A fragment-based drug discovery strategy applied to the identification of NDM-1 β-lactamase inhibitors

Résumé

Hydrolysis of β-lactam drugs, a major class of antibiotics, by serine or metallo-β-lactamases (SBL or MBL) is one of the main mechanisms for antibiotic resistance. New Delhi Metallo-β-lactamase-1 (NDM-1), an acquired metallo-carbapenemase first reported in 2009, is currently considered one of the most clinically relevant targets for the development of β-lactam-β-lactamase inhibitor combinations active on NDM-producing clinical isolates. Identification of scaffolds that could be further rationally pharmacomodulated to design new and efficient NDM-1 inhibitors is thus urgently needed. Fragment-based drug discovery (FBDD) has become of great interest for the development of new drugs for the past few years and combination of several FBDD strategies, such as virtual and NMR screening, can reduce the drawbacks of each of them independently.

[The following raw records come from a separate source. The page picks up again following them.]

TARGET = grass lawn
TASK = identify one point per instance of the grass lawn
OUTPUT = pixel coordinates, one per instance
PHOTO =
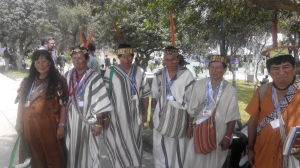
(14, 74)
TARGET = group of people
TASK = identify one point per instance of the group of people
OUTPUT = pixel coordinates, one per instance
(60, 118)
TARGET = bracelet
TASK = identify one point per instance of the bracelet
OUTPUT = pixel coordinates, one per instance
(227, 137)
(98, 125)
(61, 124)
(249, 147)
(18, 124)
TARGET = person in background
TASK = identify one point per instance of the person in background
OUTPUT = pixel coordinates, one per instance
(129, 92)
(93, 62)
(88, 112)
(265, 80)
(102, 70)
(107, 62)
(274, 109)
(42, 112)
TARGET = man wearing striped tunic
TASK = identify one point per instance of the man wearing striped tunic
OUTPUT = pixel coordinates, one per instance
(170, 88)
(128, 90)
(87, 110)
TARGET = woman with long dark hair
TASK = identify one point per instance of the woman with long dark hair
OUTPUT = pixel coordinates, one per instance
(41, 113)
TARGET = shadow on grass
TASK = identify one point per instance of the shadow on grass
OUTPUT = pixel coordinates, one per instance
(14, 74)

Our methodology starting from a high throughput virtual screening on NDM-1 of a large library (more than 700,000 compounds) allowed, after slicing the hit molecules into fragments, to build a targeted library. These hit fragments were included in an in-house untargeted library fragments that was screened by Saturation Transfer Difference (STD) Nuclear Magnetic Resonance (NMR). 37 fragments were finally identified and used to establish a pharmacophore. 10 molecules based on these hit fragments were synthesized to validate our strategy. Indenone 89 that combined two identified fragments shows an inhibitory activity on NDM-1 with a K i value of 4 µM.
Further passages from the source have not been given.